El Porreta vivía a dos manzanas del Hospital de St. Francis, pero lo había pasado de largo y había venido a pedirme ayuda a mí. ¿Por qué a mí?, me pregunté. Y entonces me di cuenta de que estaba pensando como mi madre y me di un pescozón mental en el cogote.
Volvimos a meter a El Porreta en su coche. Joe lo condujo hasta el hospital y yo les seguí en la camioneta de Joe. Dos horas más tarde habíamos cumplido con todas las formalidades médicas y policiales y El Porreta llevaba un espectacular esparadrapo en la frente. La bala le había rozado justo encima de la ceja y se había incrustado en la pared de la sala de Dougie.
De pie, en la sala de la casa de Dougie, examinamos el agujero de la ventana.
– Tenía que haberme puesto el Súper Traje -dijo El Porreta-. Eso les habría desconcertado, colega.
Joe y yo nos miramos. Desconcertado. Sí, desde luego.
– ¿Crees que estará seguro en esta casa? -le pregunté a Joe.
– Es difícil decir lo que será seguro para El Porreta -contestó Joe.
– Amén -dijo El Porreta-. La seguridad vuela con alas de mariposa.
– No tengo ni idea de qué coño significa eso -dijo Joe.
– Significa que la seguridad es inconsistente, colega.
Joe me llevó aparte.
– A lo mejor deberíamos meterle en rehabilitación.
– Lo he oído, colega. Esa idea es un muermo. La gente esa de rehabilitación es superrara. Son, o sea, unos muermos.
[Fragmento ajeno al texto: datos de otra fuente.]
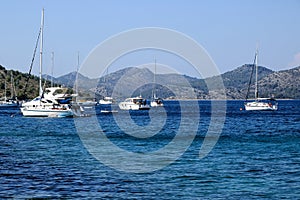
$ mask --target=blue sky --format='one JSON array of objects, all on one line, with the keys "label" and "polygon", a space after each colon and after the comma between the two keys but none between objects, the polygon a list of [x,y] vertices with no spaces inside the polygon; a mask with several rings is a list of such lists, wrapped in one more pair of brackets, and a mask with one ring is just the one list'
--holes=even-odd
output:
[{"label": "blue sky", "polygon": [[[276,71],[300,65],[299,0],[2,1],[1,65],[29,70],[43,7],[44,72],[50,73],[54,52],[54,76],[76,70],[78,51],[82,61],[112,35],[142,27],[188,35],[206,49],[222,73],[251,63],[257,43],[260,65]],[[148,62],[153,61],[151,56]],[[165,62],[159,56],[155,55],[158,61]],[[118,65],[145,62],[125,59]],[[181,73],[193,75],[192,70],[173,64]],[[38,73],[38,57],[33,72]]]}]

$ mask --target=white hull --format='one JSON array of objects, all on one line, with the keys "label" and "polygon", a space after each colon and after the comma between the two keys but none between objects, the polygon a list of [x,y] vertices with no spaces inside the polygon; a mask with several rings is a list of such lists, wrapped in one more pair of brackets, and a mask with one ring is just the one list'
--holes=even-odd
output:
[{"label": "white hull", "polygon": [[0,108],[13,108],[19,107],[18,103],[0,103]]},{"label": "white hull", "polygon": [[154,100],[150,102],[151,107],[162,107],[164,106],[162,100]]},{"label": "white hull", "polygon": [[147,105],[146,99],[139,96],[125,99],[125,101],[119,103],[119,108],[121,110],[149,110],[150,106]]},{"label": "white hull", "polygon": [[112,104],[112,103],[113,103],[112,101],[103,100],[103,99],[101,99],[101,100],[99,101],[99,104],[101,104],[101,105],[110,105],[110,104]]},{"label": "white hull", "polygon": [[278,107],[277,105],[272,105],[270,103],[266,102],[248,102],[245,103],[245,110],[247,111],[272,111],[272,110],[277,110]]},{"label": "white hull", "polygon": [[149,110],[149,105],[137,105],[134,103],[121,102],[119,103],[119,108],[121,110]]},{"label": "white hull", "polygon": [[95,101],[85,101],[85,102],[77,102],[78,105],[80,106],[96,106],[97,102]]},{"label": "white hull", "polygon": [[99,100],[99,104],[102,105],[110,105],[114,103],[114,99],[112,97],[104,97],[104,99]]},{"label": "white hull", "polygon": [[71,109],[26,109],[21,108],[24,117],[73,117]]}]

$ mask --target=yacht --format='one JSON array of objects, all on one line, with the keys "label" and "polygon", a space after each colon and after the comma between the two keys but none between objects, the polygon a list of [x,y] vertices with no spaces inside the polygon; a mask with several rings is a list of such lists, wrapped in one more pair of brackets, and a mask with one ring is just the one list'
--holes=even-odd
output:
[{"label": "yacht", "polygon": [[121,110],[149,110],[150,106],[147,104],[147,100],[139,97],[127,98],[125,101],[119,103]]}]

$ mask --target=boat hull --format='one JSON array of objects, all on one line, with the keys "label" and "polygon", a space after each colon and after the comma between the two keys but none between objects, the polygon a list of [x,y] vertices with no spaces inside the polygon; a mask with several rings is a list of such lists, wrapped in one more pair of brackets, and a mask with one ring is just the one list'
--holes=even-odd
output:
[{"label": "boat hull", "polygon": [[137,104],[129,104],[126,102],[121,102],[119,103],[119,108],[121,110],[149,110],[150,106],[149,105],[137,105]]},{"label": "boat hull", "polygon": [[112,104],[113,102],[112,101],[109,101],[109,100],[103,100],[103,99],[101,99],[100,101],[99,101],[99,104],[101,104],[101,105],[110,105],[110,104]]},{"label": "boat hull", "polygon": [[162,106],[164,106],[163,103],[157,103],[156,101],[151,101],[150,105],[151,105],[151,107],[162,107]]},{"label": "boat hull", "polygon": [[24,117],[73,117],[72,110],[26,109],[21,108]]},{"label": "boat hull", "polygon": [[272,105],[265,102],[248,102],[245,103],[245,110],[247,111],[275,111],[277,110],[277,105]]}]

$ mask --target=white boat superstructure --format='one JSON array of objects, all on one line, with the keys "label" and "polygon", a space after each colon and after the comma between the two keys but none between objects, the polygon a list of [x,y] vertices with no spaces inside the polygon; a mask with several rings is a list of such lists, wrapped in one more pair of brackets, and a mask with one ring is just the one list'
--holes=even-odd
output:
[{"label": "white boat superstructure", "polygon": [[125,101],[119,103],[121,110],[149,110],[150,106],[146,99],[139,97],[127,98]]},{"label": "white boat superstructure", "polygon": [[70,103],[72,98],[76,97],[77,94],[71,94],[68,92],[68,88],[63,87],[48,87],[45,88],[42,96],[45,99],[56,100],[58,103]]},{"label": "white boat superstructure", "polygon": [[[255,52],[254,67],[255,67],[255,100],[244,103],[245,110],[247,111],[274,111],[278,109],[278,103],[274,98],[259,98],[258,97],[258,65],[257,65],[258,50]],[[250,87],[250,84],[249,86]],[[248,88],[249,91],[249,88]]]}]

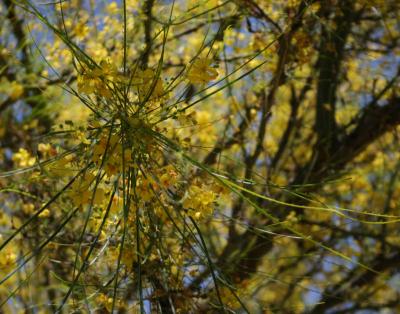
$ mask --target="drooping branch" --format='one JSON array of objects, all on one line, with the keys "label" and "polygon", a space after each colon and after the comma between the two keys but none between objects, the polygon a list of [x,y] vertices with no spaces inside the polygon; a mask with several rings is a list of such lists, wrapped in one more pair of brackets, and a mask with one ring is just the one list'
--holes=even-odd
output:
[{"label": "drooping branch", "polygon": [[335,169],[342,169],[369,144],[400,124],[400,97],[391,98],[386,105],[374,103],[361,113],[357,127],[340,143],[335,157]]},{"label": "drooping branch", "polygon": [[371,263],[371,266],[377,272],[361,271],[356,268],[351,271],[348,276],[341,280],[338,284],[328,288],[322,295],[322,300],[316,305],[311,314],[326,313],[327,310],[332,309],[336,305],[342,303],[347,298],[348,291],[360,289],[366,285],[370,285],[379,275],[388,269],[392,269],[400,263],[400,253],[396,252],[390,257],[377,256]]}]

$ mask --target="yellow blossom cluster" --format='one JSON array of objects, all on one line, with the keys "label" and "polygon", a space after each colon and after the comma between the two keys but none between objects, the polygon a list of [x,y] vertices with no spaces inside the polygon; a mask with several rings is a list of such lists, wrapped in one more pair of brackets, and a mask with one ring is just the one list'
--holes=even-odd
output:
[{"label": "yellow blossom cluster", "polygon": [[209,190],[206,185],[191,185],[182,205],[184,208],[194,211],[194,218],[201,219],[212,215],[215,200],[215,192]]},{"label": "yellow blossom cluster", "polygon": [[129,167],[132,156],[130,150],[123,150],[119,137],[113,134],[110,138],[108,136],[101,137],[94,145],[92,161],[98,166],[103,165],[106,174],[112,176],[123,171],[123,164],[125,168]]},{"label": "yellow blossom cluster", "polygon": [[96,93],[109,98],[112,96],[110,89],[118,77],[117,74],[117,69],[111,62],[102,60],[99,65],[84,70],[78,76],[78,91],[88,95]]},{"label": "yellow blossom cluster", "polygon": [[35,164],[36,159],[25,149],[20,148],[12,157],[18,167],[31,167]]}]

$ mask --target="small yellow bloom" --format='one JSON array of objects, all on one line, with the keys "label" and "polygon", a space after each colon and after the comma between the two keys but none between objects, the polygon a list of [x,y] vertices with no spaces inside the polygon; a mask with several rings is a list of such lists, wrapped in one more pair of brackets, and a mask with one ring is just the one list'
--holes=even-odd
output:
[{"label": "small yellow bloom", "polygon": [[13,266],[17,261],[17,254],[15,254],[12,249],[6,248],[0,251],[0,269],[2,271]]},{"label": "small yellow bloom", "polygon": [[160,176],[160,183],[164,188],[169,188],[177,182],[178,173],[172,165],[168,165],[162,169],[163,174]]},{"label": "small yellow bloom", "polygon": [[9,96],[12,100],[17,100],[22,96],[23,93],[24,93],[24,87],[21,84],[15,81],[11,83]]},{"label": "small yellow bloom", "polygon": [[107,12],[109,14],[117,14],[118,13],[118,4],[113,1],[109,5],[107,5]]},{"label": "small yellow bloom", "polygon": [[50,211],[46,208],[39,214],[39,218],[48,218],[50,216]]},{"label": "small yellow bloom", "polygon": [[35,205],[33,205],[32,203],[23,204],[22,211],[25,214],[30,215],[35,211]]},{"label": "small yellow bloom", "polygon": [[38,151],[41,152],[42,154],[46,154],[46,153],[50,152],[50,150],[51,150],[50,144],[39,143]]}]

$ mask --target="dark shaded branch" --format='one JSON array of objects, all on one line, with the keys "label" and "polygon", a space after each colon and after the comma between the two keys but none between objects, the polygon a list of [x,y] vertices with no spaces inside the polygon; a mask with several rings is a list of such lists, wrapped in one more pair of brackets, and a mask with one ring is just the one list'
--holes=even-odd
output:
[{"label": "dark shaded branch", "polygon": [[150,52],[151,52],[151,48],[152,48],[152,43],[153,43],[153,38],[151,36],[153,6],[154,6],[154,0],[146,0],[143,3],[143,13],[145,15],[145,18],[143,21],[145,48],[144,48],[144,51],[143,51],[143,54],[142,54],[141,60],[140,60],[140,64],[141,64],[142,68],[147,68],[147,64],[149,62]]},{"label": "dark shaded branch", "polygon": [[311,89],[311,82],[312,82],[312,76],[309,76],[299,96],[296,95],[296,90],[294,86],[293,85],[291,86],[292,96],[290,99],[290,109],[291,109],[290,117],[285,132],[283,133],[282,138],[279,141],[278,151],[276,152],[271,161],[270,172],[274,171],[275,168],[278,166],[278,163],[282,160],[282,156],[287,148],[289,139],[297,124],[297,113],[299,106],[303,102],[307,92]]},{"label": "dark shaded branch", "polygon": [[278,33],[282,32],[282,28],[279,26],[279,24],[269,17],[268,14],[266,14],[255,1],[236,0],[236,3],[242,10],[248,11],[251,16],[265,20],[267,23],[271,24]]},{"label": "dark shaded branch", "polygon": [[[329,16],[336,6],[330,5],[330,1],[323,1],[320,14],[329,21]],[[337,126],[335,121],[336,90],[340,81],[341,66],[344,59],[344,47],[351,32],[351,25],[357,18],[353,10],[353,1],[340,2],[341,13],[333,19],[336,29],[322,23],[319,58],[317,69],[319,70],[317,83],[315,131],[318,136],[316,144],[317,163],[325,162],[335,149]]]}]

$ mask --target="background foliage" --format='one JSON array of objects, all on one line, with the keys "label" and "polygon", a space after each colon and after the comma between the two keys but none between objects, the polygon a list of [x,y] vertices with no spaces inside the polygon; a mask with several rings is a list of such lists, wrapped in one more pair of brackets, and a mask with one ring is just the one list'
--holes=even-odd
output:
[{"label": "background foliage", "polygon": [[399,312],[399,6],[1,0],[0,312]]}]

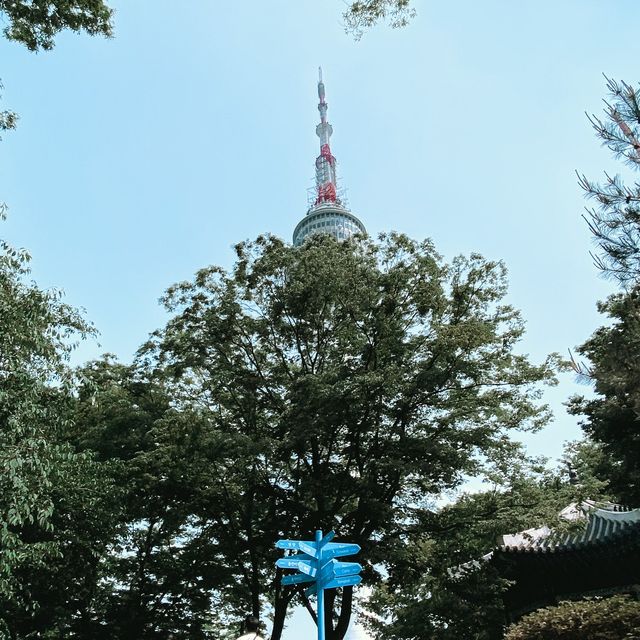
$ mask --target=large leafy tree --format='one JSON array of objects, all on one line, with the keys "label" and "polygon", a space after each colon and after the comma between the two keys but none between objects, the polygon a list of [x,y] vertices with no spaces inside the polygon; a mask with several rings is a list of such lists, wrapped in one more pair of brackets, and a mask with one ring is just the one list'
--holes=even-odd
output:
[{"label": "large leafy tree", "polygon": [[[76,447],[117,462],[121,524],[80,638],[210,638],[232,576],[197,514],[215,461],[197,412],[177,410],[159,380],[111,358],[82,369]],[[206,456],[202,452],[206,452]],[[238,612],[236,612],[238,613]]]},{"label": "large leafy tree", "polygon": [[[77,613],[79,576],[95,569],[109,526],[91,512],[109,494],[104,470],[63,438],[73,388],[67,360],[92,329],[58,292],[28,280],[28,261],[0,241],[0,634],[12,637],[42,630],[37,618],[53,600],[64,615]],[[75,585],[45,584],[63,574]]]},{"label": "large leafy tree", "polygon": [[[446,265],[429,242],[390,235],[294,248],[272,237],[237,247],[230,272],[200,271],[165,298],[174,317],[141,366],[200,416],[197,526],[272,638],[296,592],[275,574],[273,544],[335,529],[377,563],[442,491],[510,448],[510,429],[547,413],[541,366],[514,352],[523,332],[502,301],[504,267]],[[330,595],[343,637],[352,593]]]}]

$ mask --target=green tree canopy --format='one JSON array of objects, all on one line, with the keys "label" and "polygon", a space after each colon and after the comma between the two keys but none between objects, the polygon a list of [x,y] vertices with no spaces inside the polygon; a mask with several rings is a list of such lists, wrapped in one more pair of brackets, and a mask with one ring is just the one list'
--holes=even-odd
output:
[{"label": "green tree canopy", "polygon": [[[62,303],[26,281],[29,256],[0,240],[0,544],[22,547],[24,523],[45,526],[51,461],[46,437],[59,424],[58,391],[68,382],[69,339],[89,328]],[[9,587],[20,554],[0,556],[0,593]],[[6,580],[6,581],[5,581]]]},{"label": "green tree canopy", "polygon": [[[95,534],[110,527],[97,517],[110,491],[104,470],[64,443],[67,361],[92,329],[59,292],[28,280],[28,261],[0,240],[0,637],[42,629],[37,617],[53,600],[77,613],[79,576],[95,569],[104,545]],[[45,579],[62,574],[70,579],[62,591]]]},{"label": "green tree canopy", "polygon": [[219,543],[199,526],[217,463],[200,417],[176,409],[161,379],[110,357],[89,363],[81,376],[69,433],[80,450],[117,462],[121,526],[90,603],[96,623],[78,621],[77,637],[219,638],[227,620],[215,632],[213,623],[241,615],[244,608],[228,603],[247,600],[245,591],[234,597]]},{"label": "green tree canopy", "polygon": [[597,329],[578,352],[590,361],[596,396],[576,396],[569,411],[584,416],[585,433],[602,446],[599,475],[617,499],[640,505],[640,289],[599,305],[610,323]]},{"label": "green tree canopy", "polygon": [[111,36],[113,9],[103,0],[0,0],[4,35],[31,51],[51,49],[60,31]]}]

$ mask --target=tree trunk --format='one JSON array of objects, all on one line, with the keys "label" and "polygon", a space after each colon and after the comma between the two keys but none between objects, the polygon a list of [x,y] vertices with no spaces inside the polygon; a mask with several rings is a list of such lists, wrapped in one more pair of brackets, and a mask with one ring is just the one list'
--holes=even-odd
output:
[{"label": "tree trunk", "polygon": [[284,631],[284,621],[287,617],[288,598],[281,596],[276,600],[276,606],[273,610],[273,630],[271,632],[271,640],[280,640]]},{"label": "tree trunk", "polygon": [[271,640],[280,640],[284,631],[284,623],[287,618],[287,607],[291,602],[293,593],[282,588],[282,569],[276,569],[273,603],[273,629]]},{"label": "tree trunk", "polygon": [[351,611],[353,609],[353,587],[345,587],[342,590],[342,600],[340,601],[340,616],[336,623],[333,640],[342,640],[351,622]]},{"label": "tree trunk", "polygon": [[327,589],[324,592],[324,628],[327,640],[334,640],[333,636],[333,605],[336,601],[336,590]]}]

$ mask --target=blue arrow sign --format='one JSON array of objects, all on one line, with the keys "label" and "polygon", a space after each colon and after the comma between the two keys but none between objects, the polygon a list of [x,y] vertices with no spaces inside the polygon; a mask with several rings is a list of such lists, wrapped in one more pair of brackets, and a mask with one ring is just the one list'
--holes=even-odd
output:
[{"label": "blue arrow sign", "polygon": [[306,573],[308,576],[312,576],[314,578],[316,577],[316,573],[318,573],[318,570],[314,566],[311,566],[306,562],[300,563],[298,571],[300,571],[300,573]]},{"label": "blue arrow sign", "polygon": [[337,558],[339,556],[355,556],[360,551],[359,544],[347,544],[344,542],[330,542],[322,549],[324,559]]},{"label": "blue arrow sign", "polygon": [[313,540],[278,540],[276,542],[276,548],[278,549],[292,549],[295,551],[300,550],[301,544],[308,544],[315,549],[316,543]]},{"label": "blue arrow sign", "polygon": [[360,573],[361,571],[362,565],[357,562],[336,562],[333,569],[333,573],[337,576],[351,576]]},{"label": "blue arrow sign", "polygon": [[307,576],[304,573],[294,573],[291,576],[284,576],[282,578],[282,584],[303,584],[305,582],[315,582],[313,576]]},{"label": "blue arrow sign", "polygon": [[[276,560],[276,567],[280,567],[281,569],[297,569],[298,564],[300,562],[304,562],[302,558],[297,556],[289,556],[288,558],[278,558]],[[313,563],[313,560],[310,558],[307,560],[310,564]]]},{"label": "blue arrow sign", "polygon": [[357,562],[338,562],[337,560],[329,560],[327,564],[320,568],[316,574],[318,582],[329,582],[337,576],[350,576],[360,573],[362,565]]},{"label": "blue arrow sign", "polygon": [[[354,556],[360,552],[359,544],[349,544],[345,542],[329,542],[335,534],[333,531],[328,533],[320,543],[311,540],[278,540],[276,547],[278,549],[290,549],[292,551],[302,551],[314,558],[317,557],[316,545],[320,545],[323,558],[337,558],[338,556]],[[328,555],[325,555],[328,554]]]},{"label": "blue arrow sign", "polygon": [[300,543],[298,544],[298,549],[300,549],[300,551],[302,551],[303,553],[311,556],[312,558],[318,557],[318,550],[316,549],[315,542],[300,541]]},{"label": "blue arrow sign", "polygon": [[361,576],[339,576],[325,585],[325,589],[336,589],[338,587],[352,587],[362,582]]},{"label": "blue arrow sign", "polygon": [[[276,560],[276,566],[281,569],[297,569],[303,573],[309,573],[309,575],[315,575],[316,568],[315,562],[311,559],[299,558],[298,556],[291,556],[290,558],[278,558]],[[313,571],[313,574],[310,573]]]},{"label": "blue arrow sign", "polygon": [[318,589],[337,589],[338,587],[352,587],[362,582],[362,577],[357,575],[350,576],[333,576],[330,580],[320,581],[317,580],[310,587],[305,589],[305,595],[307,597],[314,596],[318,593]]}]

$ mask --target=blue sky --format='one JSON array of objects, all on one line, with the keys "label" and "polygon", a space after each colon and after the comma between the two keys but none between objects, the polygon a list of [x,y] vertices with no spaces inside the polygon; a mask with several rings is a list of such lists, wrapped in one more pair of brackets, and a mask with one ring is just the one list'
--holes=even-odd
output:
[{"label": "blue sky", "polygon": [[[584,111],[602,73],[638,78],[635,0],[417,0],[409,27],[344,33],[342,0],[119,0],[115,38],[52,52],[0,41],[2,235],[101,332],[78,359],[127,361],[164,322],[157,300],[232,245],[290,239],[317,155],[317,67],[349,203],[372,234],[431,237],[448,259],[502,259],[540,360],[602,323],[577,169],[621,167]],[[178,7],[178,11],[176,11]],[[527,438],[556,458],[577,437],[562,402]]]}]

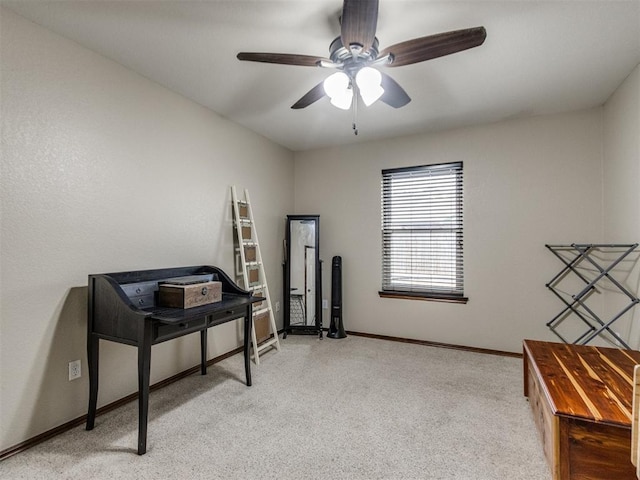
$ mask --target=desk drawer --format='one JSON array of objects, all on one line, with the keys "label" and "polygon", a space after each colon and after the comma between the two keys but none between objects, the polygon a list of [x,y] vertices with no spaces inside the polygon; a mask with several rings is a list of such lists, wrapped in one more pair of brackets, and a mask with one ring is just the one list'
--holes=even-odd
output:
[{"label": "desk drawer", "polygon": [[122,291],[137,308],[153,307],[158,282],[139,282],[121,285]]},{"label": "desk drawer", "polygon": [[129,298],[153,296],[153,293],[158,290],[158,282],[125,283],[120,285],[120,288]]},{"label": "desk drawer", "polygon": [[133,304],[138,308],[153,307],[155,295],[140,295],[139,297],[129,297]]},{"label": "desk drawer", "polygon": [[235,320],[236,318],[244,317],[247,313],[246,307],[227,308],[221,312],[218,312],[211,316],[209,320],[209,326],[220,325],[221,323]]},{"label": "desk drawer", "polygon": [[187,333],[197,332],[198,330],[202,330],[206,324],[207,320],[205,318],[199,318],[197,320],[178,324],[159,323],[154,327],[153,342],[160,343],[165,340],[186,335]]}]

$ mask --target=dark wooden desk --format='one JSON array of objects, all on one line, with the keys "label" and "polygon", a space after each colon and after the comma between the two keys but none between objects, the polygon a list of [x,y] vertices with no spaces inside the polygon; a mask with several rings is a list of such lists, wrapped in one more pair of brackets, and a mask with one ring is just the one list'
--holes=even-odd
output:
[{"label": "dark wooden desk", "polygon": [[[158,282],[203,275],[222,282],[222,301],[180,309],[158,306]],[[207,373],[207,329],[244,318],[244,365],[251,385],[251,305],[263,300],[239,288],[221,269],[212,266],[165,268],[89,275],[87,354],[89,412],[87,430],[95,425],[98,401],[100,339],[138,348],[138,454],[147,450],[151,346],[200,332],[200,369]]]},{"label": "dark wooden desk", "polygon": [[554,480],[637,480],[631,402],[638,363],[635,350],[524,341],[524,394]]}]

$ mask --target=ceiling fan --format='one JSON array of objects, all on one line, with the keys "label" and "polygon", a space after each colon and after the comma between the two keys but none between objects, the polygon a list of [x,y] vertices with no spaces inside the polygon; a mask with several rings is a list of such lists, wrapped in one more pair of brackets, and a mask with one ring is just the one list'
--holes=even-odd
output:
[{"label": "ceiling fan", "polygon": [[353,106],[355,109],[358,93],[367,106],[379,99],[387,105],[400,108],[409,103],[411,98],[378,67],[411,65],[460,52],[482,45],[487,36],[484,27],[474,27],[414,38],[380,51],[376,38],[377,23],[378,0],[344,0],[340,36],[331,42],[329,58],[253,52],[240,52],[237,58],[337,70],[294,103],[291,106],[293,109],[308,107],[324,96],[328,96],[338,108],[348,110]]}]

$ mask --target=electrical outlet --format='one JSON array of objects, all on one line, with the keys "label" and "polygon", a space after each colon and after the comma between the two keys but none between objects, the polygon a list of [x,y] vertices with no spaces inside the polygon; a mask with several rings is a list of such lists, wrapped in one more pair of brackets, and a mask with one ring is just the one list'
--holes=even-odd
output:
[{"label": "electrical outlet", "polygon": [[322,309],[327,310],[329,308],[329,301],[326,298],[322,299]]},{"label": "electrical outlet", "polygon": [[82,376],[82,368],[80,364],[80,360],[74,360],[73,362],[69,362],[69,381],[75,380],[76,378],[80,378]]},{"label": "electrical outlet", "polygon": [[280,302],[276,302],[276,312],[280,311]]}]

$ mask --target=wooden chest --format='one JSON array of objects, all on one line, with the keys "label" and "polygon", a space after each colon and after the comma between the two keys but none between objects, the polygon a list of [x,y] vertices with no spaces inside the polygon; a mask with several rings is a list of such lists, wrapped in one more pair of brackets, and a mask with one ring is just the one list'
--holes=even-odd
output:
[{"label": "wooden chest", "polygon": [[163,283],[158,286],[161,307],[193,308],[222,300],[222,282],[203,282],[187,285]]},{"label": "wooden chest", "polygon": [[524,341],[524,394],[554,480],[637,480],[631,464],[636,363],[634,350]]}]

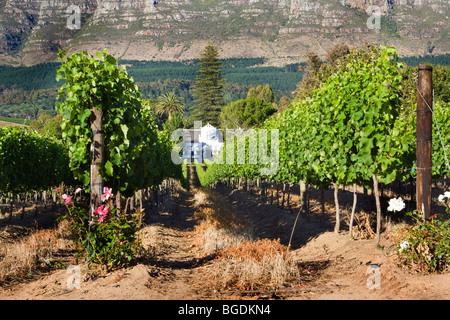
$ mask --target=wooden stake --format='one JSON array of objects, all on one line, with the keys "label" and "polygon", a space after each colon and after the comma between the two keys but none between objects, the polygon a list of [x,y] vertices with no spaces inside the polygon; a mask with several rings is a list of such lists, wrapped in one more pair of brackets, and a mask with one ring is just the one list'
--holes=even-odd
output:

Son todos, no sé, como drogatas.
– Vaya por Dios, no nos gustaría dejarte en medio de una pandilla de drogatas -dijo Joe.
El Porreta asintió con la cabeza.
– Joder, tío, total.
– Supongo que se puede quedar en mi casa un par de días -dije. Y nada más decirlo… ya me estaba arrepintiendo. ¿Qué me pasaba a mí hoy? Era como si no tuviera la boca conectada con el cerebro.
– Guau, ¿harías eso por El Porreta? Es impresionante -El Porreta me dio un abrazo-. No te arrepentirás. Voy a ser un compañero de piso excelente.
Joe no parecía estar tan contento como El Porreta. Joe tenía planes para la noche. Durante la cena había comentado que le debía una noche de sexo a lo perro. Probablemente estaba de broma; pero puede que no. Con los hombres nunca se sabe. Tal vez lo mejor era irme con El Porreta.